Nos grandes
testemunhos da vida
“E todos os seus conhecidos e as
mulheres que juntamente O haviam seguido desde a Galiléia, estavam de longe,
vendo estas cousas.” Lucas, 23: 49.
A
solidão de Jesus no Calvário é uma lição viva aos discípulos do Evangelho, em
todos os tempos. Na prisão, na aplicação dos açoites, na via crucis e na
própria Cruz, todos que foram beneficiários se mantiveram de longe.
Tal situação guarda uma
valiosa mensagem, uma profunda lição.
A esse
respeito, o amorável benfeitor Emmanuel, em emocionante página registrada pelo
médium Chico Xavier nos ilumina dizendo:
“Volteavam-Lhe em torno dos
passos, não só os admiradores, os aprendizes, os curiosos, mas também os
doentes da véspera, reintegrados no tesouro da saúde, à força de Sua Dedicação
Divina. Mas no grande momento, quando as sombras do martírio Lhe amortalhavam o
coração, todos os participantes de Suas caminhadas se recolheram à distância da
Cruz, contemplando de longe. Não se ouviu a voz de nenhum beneficiado, ao pé do
Calvário. Ninguém Lhe recordou, no extremo instante, as Obras Generosas,
perante os algozes que O acompanhavam. E o ensinamento ficou para que cada
aprendiz, no decurso do tempo, não esquecesse a necessidade do próprio valor.”
Nos
grandes testemunhos da vida, ainda que tenhamos alguém pegando em nossa mão, o
aprendizado, a aquisição da lição é individual. A decisão de aprender é
individual. Os patrimônios espirituais de cada um de nós, até por esta razão,
são intransferíveis.
Se
impõe refletir, quais potencialidades do espírito imortal precisamos
desenvolver.
Ninguém
nunca estará abandonado, sozinhos por completo. O Cristo jamais esteve
abandonado.
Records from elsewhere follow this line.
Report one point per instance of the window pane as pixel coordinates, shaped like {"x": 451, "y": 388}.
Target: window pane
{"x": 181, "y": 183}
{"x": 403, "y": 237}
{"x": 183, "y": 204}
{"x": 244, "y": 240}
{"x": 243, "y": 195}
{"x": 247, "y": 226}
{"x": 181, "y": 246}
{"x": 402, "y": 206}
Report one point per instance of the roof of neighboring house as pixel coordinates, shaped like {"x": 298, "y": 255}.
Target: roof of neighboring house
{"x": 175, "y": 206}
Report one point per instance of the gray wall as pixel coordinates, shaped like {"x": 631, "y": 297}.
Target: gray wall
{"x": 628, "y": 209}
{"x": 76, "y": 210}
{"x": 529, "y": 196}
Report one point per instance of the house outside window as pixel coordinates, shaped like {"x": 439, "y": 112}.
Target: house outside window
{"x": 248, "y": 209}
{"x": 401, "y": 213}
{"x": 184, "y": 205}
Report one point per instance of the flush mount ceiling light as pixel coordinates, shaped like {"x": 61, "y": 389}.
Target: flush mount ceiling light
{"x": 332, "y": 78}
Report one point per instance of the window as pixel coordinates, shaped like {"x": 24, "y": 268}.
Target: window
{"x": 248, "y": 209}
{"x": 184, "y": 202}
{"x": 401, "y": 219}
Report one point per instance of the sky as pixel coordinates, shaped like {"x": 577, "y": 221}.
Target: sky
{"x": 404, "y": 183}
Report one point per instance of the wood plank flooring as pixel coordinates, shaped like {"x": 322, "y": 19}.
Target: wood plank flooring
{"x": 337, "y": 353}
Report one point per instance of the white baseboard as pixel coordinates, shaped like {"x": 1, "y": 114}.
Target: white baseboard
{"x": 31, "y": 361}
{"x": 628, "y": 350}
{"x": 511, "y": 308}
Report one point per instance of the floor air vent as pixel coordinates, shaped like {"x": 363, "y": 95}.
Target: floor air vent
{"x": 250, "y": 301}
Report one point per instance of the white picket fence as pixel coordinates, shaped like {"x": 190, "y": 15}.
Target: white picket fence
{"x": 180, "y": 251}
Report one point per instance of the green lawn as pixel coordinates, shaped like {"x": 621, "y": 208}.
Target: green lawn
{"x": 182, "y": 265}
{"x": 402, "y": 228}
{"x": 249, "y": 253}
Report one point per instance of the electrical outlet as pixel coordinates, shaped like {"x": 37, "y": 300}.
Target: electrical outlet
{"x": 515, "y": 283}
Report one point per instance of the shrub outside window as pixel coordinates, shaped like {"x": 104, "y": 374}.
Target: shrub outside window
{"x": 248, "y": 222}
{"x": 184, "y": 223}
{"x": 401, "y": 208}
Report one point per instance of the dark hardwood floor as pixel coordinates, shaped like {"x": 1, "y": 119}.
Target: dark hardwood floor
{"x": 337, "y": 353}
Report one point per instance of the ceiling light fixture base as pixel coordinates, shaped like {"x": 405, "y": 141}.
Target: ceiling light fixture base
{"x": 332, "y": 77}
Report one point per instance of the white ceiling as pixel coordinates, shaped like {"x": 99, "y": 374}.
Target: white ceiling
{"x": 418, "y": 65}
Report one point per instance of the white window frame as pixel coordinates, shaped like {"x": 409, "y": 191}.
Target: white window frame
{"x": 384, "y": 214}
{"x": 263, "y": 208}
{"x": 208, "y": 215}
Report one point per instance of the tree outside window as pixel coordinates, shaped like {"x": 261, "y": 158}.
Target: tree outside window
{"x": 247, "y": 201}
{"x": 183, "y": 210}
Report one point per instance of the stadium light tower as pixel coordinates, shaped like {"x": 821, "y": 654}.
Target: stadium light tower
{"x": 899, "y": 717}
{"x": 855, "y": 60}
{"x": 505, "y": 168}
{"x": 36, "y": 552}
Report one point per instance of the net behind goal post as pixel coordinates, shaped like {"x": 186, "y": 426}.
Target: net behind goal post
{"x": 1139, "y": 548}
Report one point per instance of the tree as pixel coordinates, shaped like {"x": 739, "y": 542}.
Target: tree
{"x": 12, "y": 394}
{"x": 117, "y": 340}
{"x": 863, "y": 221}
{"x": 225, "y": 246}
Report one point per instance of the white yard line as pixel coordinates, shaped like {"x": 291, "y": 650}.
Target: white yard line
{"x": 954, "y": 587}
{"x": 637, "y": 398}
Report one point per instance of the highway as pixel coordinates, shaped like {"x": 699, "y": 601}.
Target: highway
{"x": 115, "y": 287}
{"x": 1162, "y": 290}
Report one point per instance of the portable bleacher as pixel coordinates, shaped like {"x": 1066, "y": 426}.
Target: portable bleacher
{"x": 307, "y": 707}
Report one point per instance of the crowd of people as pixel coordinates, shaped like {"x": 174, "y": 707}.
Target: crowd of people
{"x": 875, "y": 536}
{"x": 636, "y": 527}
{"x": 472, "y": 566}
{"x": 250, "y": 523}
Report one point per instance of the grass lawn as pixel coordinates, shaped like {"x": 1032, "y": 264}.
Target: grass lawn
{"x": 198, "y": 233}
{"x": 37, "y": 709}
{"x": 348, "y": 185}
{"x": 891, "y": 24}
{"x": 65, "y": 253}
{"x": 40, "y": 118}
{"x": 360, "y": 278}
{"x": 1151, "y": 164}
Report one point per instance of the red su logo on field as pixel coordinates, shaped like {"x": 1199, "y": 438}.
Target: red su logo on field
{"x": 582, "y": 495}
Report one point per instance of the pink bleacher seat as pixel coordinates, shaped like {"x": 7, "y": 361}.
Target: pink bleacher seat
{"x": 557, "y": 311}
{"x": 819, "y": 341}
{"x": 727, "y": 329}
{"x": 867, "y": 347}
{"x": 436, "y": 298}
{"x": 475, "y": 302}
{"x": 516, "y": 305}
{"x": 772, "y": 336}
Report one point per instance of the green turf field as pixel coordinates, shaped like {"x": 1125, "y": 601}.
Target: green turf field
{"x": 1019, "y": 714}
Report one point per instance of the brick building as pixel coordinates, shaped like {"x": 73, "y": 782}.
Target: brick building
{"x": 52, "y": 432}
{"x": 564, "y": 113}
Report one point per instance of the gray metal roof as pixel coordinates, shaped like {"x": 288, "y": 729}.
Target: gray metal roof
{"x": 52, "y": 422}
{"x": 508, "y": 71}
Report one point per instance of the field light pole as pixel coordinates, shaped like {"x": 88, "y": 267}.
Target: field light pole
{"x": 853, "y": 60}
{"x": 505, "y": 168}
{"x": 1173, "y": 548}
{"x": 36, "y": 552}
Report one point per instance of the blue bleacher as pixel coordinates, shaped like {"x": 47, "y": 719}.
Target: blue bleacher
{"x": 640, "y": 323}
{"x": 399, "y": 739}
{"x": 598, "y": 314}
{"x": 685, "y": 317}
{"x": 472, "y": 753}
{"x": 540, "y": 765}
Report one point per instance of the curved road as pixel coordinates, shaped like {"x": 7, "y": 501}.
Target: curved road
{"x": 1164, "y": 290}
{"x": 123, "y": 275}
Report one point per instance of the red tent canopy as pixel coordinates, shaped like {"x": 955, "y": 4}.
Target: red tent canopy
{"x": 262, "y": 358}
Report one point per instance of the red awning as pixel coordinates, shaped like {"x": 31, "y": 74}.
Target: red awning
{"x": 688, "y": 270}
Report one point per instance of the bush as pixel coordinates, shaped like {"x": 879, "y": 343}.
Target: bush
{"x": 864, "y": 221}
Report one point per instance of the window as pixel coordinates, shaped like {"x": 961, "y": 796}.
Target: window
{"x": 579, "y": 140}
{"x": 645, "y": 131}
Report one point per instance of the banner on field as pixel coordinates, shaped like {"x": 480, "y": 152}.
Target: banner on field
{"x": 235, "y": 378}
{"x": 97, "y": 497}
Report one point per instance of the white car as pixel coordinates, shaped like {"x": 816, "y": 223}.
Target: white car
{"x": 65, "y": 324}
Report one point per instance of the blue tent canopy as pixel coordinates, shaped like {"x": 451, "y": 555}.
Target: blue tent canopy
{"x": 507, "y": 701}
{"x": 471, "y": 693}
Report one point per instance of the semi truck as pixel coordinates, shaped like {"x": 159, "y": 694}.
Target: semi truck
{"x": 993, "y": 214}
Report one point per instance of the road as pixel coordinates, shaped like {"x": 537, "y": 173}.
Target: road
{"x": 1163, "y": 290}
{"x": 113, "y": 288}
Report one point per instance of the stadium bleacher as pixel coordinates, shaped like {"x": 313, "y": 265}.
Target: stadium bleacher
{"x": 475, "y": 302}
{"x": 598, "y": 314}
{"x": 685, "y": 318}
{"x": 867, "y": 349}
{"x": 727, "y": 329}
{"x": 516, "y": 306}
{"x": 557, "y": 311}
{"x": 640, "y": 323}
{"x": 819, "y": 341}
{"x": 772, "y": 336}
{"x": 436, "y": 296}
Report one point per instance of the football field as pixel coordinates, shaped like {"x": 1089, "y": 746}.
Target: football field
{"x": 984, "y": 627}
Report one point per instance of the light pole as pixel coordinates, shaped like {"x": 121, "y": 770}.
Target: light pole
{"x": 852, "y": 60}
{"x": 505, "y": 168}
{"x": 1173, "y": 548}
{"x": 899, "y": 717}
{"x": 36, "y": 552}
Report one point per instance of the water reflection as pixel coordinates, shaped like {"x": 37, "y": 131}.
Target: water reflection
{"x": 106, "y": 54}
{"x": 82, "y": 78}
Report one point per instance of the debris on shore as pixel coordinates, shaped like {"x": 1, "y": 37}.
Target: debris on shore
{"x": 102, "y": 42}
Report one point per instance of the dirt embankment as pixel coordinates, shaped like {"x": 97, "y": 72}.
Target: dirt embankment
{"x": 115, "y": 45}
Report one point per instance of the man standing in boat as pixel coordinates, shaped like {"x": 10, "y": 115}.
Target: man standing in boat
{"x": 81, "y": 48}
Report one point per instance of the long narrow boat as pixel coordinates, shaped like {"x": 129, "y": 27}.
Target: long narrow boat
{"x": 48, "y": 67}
Imagine a plêiade de espíritos superiores que o acompanhou no drama
do Calvário.
E a
lição deve ressoar por muito tempo “...não esquecesse a necessidade do
próprio valor.”
Assim
também nós, nunca estaremos sozinhos, mas na sensação de experiência,
fisicamente estaremos sozinhos, para aferirmos nossos valores. Como nos
alimenta o espírito esse divino conhecimento.
Conscientizar
que não viveremos à sombra de um Mestre sem desenvolver nossas qualidades.
Ninguém é e nem será, completamente dependente do outro para sempre.
Aprender
a equilibrar nossas energias conosco mesmo. Para o Espiritismo os nossos amores
nos acompanham, nos sustentam, nos complementam a jornada, mas nós não podemos
caminhar dependentes deles para sempre.
Às
vezes a vida nos “prega peças” nos privando da convivência de quem amamos. Um
filho, o companheiro afetivo, o amigo de lide espírita, aquela pessoa que por
longo tempo foi o esteio. Ausências que nos abalam os recessos da alma.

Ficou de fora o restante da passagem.